BLANKS: But was there ever a moment when you were into something else and he'd play his music and you'd be all, "Dad, that is so . . ."

MCCARTNEY: Embarrassing? Yeah, but you know, the thing is, I've always had quite a high level of respect for my parents. Also, you'd listen to it so much that you just got it. It's like seeing the same dress every night. Your mom's a fashion designer and she brings home the same piece of knitwear, and so your opinion of something evens out because you're seeing the same jacket every day.

BLANKS: With your own kids, are you conscious of keeping things from them? Or would you rather they knew the world?

MCCARTNEY: What was that line in The Descendants? "You give your children enough money to do something, but not enough to do nothing." My husband and I looked at each other during that film and we were like, "That is the ultimate." I don't know, maybe I'm overly paranoid that they're gonna be spoiled. But I want to keep them going as kids for as long as I can. I want to keep them innocent and free.

BLANKS: The Olympic Games is a big part of your year, and it's not just an incredible professional endorsement, but it's the first time anyone has attempted what you're doing.

MCCARTNEY: Yeah, no designer has worked with the entire team before. Between the Olympic and the Paralympic teams, that's 900 athletes, which is thousands upon thousands of products. The magnitude of that is way out of my comfort zone. What's most mind-blowing about it is I'm serving the nation a bit, serving the team, trying to bring them together.Blanks: Some of them have very special needs.

MCCARTNEY: Well, all of them have very special needs. They're all trying to win gold medals.

BLANKS: I imagine the Olympics are a pinch-me moment. What are your others?

MCCARTNEY: Babies, marriage . . . Losing my mom. That was a punch-me moment. I think the moment that I'm very proud of is building a business without using animals. And, hopefully, changing people's perception of how you can do luxury fashion.

BLANKS: You feel you have?

MCCARTNEY:  I might before I die . . . [laughs] I don't think I have, no. But I think I am definitely in the process of doing something very different from other luxury brands. I did always say I wanted to infiltrate from within. That was always my reasoning behind going into partnership with a luxury group that uses a lot of leather in their products. I'm also a real believer that just doing a little something is really a lot better than doing a lot of nothing.
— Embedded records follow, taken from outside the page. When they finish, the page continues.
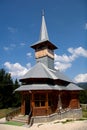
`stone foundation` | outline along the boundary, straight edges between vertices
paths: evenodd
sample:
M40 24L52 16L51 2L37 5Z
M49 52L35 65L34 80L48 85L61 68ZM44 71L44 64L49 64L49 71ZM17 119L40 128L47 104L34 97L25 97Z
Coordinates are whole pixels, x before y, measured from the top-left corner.
M64 118L80 119L82 118L82 109L68 109L66 111L61 111L60 113L54 113L48 116L34 116L31 120L33 120L33 123L45 123Z

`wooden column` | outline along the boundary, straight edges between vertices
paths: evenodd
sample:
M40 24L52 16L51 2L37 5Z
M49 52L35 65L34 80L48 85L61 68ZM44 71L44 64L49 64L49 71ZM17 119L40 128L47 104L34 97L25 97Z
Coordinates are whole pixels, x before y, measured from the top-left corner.
M22 101L21 101L21 114L25 115L25 99L23 93L22 93Z
M48 111L48 92L46 93L46 111L47 111L47 115L49 114L49 111Z
M34 94L31 95L31 108L32 108L32 116L34 116Z
M71 92L71 100L69 107L71 109L76 109L80 107L79 99L78 99L78 92L72 91Z

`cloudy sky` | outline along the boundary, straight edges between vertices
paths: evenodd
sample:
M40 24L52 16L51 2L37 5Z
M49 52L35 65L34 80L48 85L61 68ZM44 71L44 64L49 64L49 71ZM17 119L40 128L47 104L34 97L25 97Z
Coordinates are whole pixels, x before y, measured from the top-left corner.
M23 76L36 61L41 11L55 51L54 67L75 82L87 82L87 0L0 0L0 69Z

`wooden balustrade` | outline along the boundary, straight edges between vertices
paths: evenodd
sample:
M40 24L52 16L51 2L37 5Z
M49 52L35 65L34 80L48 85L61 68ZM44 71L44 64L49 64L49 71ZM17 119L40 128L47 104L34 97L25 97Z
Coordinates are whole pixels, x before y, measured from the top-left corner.
M6 120L7 121L11 120L14 116L20 114L20 112L21 112L21 108L20 107L14 109L13 111L11 111L11 112L6 114Z

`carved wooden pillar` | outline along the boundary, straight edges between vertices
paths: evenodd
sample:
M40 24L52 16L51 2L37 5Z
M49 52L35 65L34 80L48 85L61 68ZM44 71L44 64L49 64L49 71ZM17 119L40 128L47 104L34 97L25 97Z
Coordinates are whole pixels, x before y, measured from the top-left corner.
M57 105L57 111L60 112L62 109L62 101L61 101L61 92L58 93L58 105Z
M47 113L47 115L49 114L48 113L48 92L46 93L46 113Z
M33 94L33 92L31 95L31 109L32 109L32 116L34 116L34 94Z
M21 102L21 114L25 115L25 98L23 93L22 93L22 102Z
M70 100L69 108L71 108L71 109L80 108L78 92L72 91L72 92L70 92L70 95L71 95L71 100Z

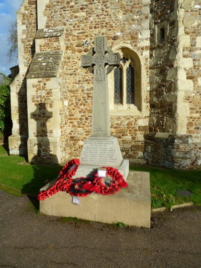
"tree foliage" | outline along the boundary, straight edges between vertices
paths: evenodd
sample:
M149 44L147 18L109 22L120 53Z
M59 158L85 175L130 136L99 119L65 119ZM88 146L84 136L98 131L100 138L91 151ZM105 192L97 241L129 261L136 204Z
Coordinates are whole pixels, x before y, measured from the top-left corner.
M11 121L11 78L0 73L0 138Z
M16 63L18 60L18 32L17 21L11 23L8 36L9 49L8 52L8 59L11 63Z

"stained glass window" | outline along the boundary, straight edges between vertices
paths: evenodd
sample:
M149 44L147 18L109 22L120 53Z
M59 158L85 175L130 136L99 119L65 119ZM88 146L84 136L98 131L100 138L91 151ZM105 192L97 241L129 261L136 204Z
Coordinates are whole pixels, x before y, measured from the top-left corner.
M115 68L115 104L122 104L122 70L121 68Z
M134 104L134 68L131 65L126 68L126 103Z

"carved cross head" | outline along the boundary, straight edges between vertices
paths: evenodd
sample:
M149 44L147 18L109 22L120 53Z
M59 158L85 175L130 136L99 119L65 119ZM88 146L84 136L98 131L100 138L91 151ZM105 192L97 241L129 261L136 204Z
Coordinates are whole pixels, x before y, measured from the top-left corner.
M87 55L82 56L81 66L88 68L93 73L94 81L104 81L107 75L115 66L119 66L120 62L119 53L113 53L108 48L105 36L99 36L94 38L94 48L90 49Z

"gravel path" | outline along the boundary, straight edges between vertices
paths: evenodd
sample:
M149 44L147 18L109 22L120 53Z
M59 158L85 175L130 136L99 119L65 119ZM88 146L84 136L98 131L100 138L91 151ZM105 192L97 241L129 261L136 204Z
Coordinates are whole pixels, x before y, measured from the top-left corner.
M201 267L201 207L152 215L150 230L36 215L0 190L0 266Z

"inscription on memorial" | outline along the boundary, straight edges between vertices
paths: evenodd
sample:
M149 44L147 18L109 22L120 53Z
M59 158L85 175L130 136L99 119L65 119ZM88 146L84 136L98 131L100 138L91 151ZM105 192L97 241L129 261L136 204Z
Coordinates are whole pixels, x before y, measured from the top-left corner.
M81 160L90 164L119 164L114 142L110 141L97 140L95 143L86 140Z

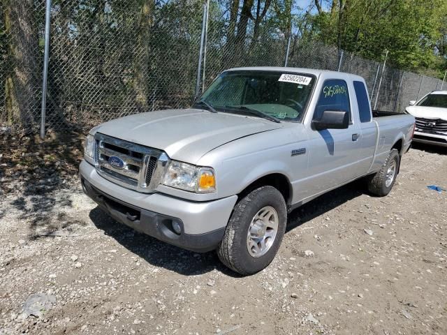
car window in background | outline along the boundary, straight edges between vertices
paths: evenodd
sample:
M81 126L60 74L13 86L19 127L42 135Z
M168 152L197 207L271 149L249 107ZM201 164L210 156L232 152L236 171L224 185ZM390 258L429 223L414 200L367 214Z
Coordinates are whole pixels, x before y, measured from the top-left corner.
M325 110L348 112L349 120L352 120L348 85L344 80L329 80L324 82L318 101L315 107L314 119L320 119Z
M279 71L227 71L198 100L218 112L247 114L256 110L281 121L300 121L315 78L306 73Z
M429 94L418 103L418 106L447 108L447 94Z
M360 122L369 122L371 121L371 108L365 84L362 82L354 81L354 91L356 91L356 96L357 97Z

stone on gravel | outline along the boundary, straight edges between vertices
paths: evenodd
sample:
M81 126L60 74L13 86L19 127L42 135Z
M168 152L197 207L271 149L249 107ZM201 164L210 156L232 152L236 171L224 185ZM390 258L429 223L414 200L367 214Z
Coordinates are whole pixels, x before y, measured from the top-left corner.
M31 295L23 304L22 314L26 318L29 315L42 318L45 312L50 311L55 302L56 297L54 295L43 293Z
M372 236L372 234L374 234L373 231L371 230L370 229L364 229L363 231L367 234L368 235Z
M306 320L310 322L314 323L315 325L318 325L320 322L314 318L314 315L312 313L309 313L306 317Z
M411 319L413 318L413 317L411 316L411 314L410 314L409 313L408 313L406 311L405 311L404 309L402 309L400 313L402 313L402 315L404 315L405 318L406 318L407 319Z
M306 257L313 257L314 255L315 255L314 253L314 251L312 251L312 250L306 250L305 251L305 256Z

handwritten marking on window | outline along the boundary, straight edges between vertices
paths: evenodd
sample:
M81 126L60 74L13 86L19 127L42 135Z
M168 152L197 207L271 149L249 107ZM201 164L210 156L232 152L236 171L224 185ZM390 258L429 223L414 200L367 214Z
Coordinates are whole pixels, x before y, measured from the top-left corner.
M328 98L328 96L332 97L338 94L348 95L346 87L340 85L325 86L323 88L323 93L324 94L325 98Z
BLANKS: Do you believe in destiny?

MCCARTNEY:  I don't know. I'm a great believer in going with the flow. But I believe in luck, too. I feel very lucky. But at the same time, I do work hard. I think deep down I'm spiritual, but there's nothing I practice. I can do a bit of TM [transcendental meditation] when I remember to. And I went through a period of doing yoga, but it was Ashtanga, and it was much more hardcore than chilling out.

BLANKS: When you think about your dad going off to India with the Maharishi [Mahesh Yogi] in the '60s, it makes you realize how trendy a lot of it is.

MCCARTNEY: I know. Did you see Martin Scorsese's George Harrison documentary? I was like, Wow, they really got a lot of flak for that.

BLANKS: What did you think of the film?

MCCARTNEY: I loved it. Martin Scorsese is a genius. Olivia Harrison is a fucking cool chick. I wanted to cry when Dhani [Harrison, George's son] was reading out George's parts. I thought it was really a beautiful tribute to an amazing man. It's really important that people know more about George, because obviously he didn't get as much attention as the others.

BLANKS: You think they'll ever do one for Ringo?

MCCARTNEY: Yes . . . [laughs] Definitely. I thought Ringo was really cool in it!

BLANKS: Is there a children-of-The Beatles thing?

MCCARTNEY: Yeah, we're all family. We're all related deep down.

BLANKS: And a children-of-children-of-The Beatles thing?

MCCARTNEY: I don't know about that. We haven't done that quite yet. They're all too little. But there will be. We just need to all get together. But there's definitely enough children of children of Beatles. Ringo's daughter Lee [Starkey] just had triplets. Jay [Starkey], her brother, has got four boys. Dhani will have children soon, I'm sure. He's like the little brother.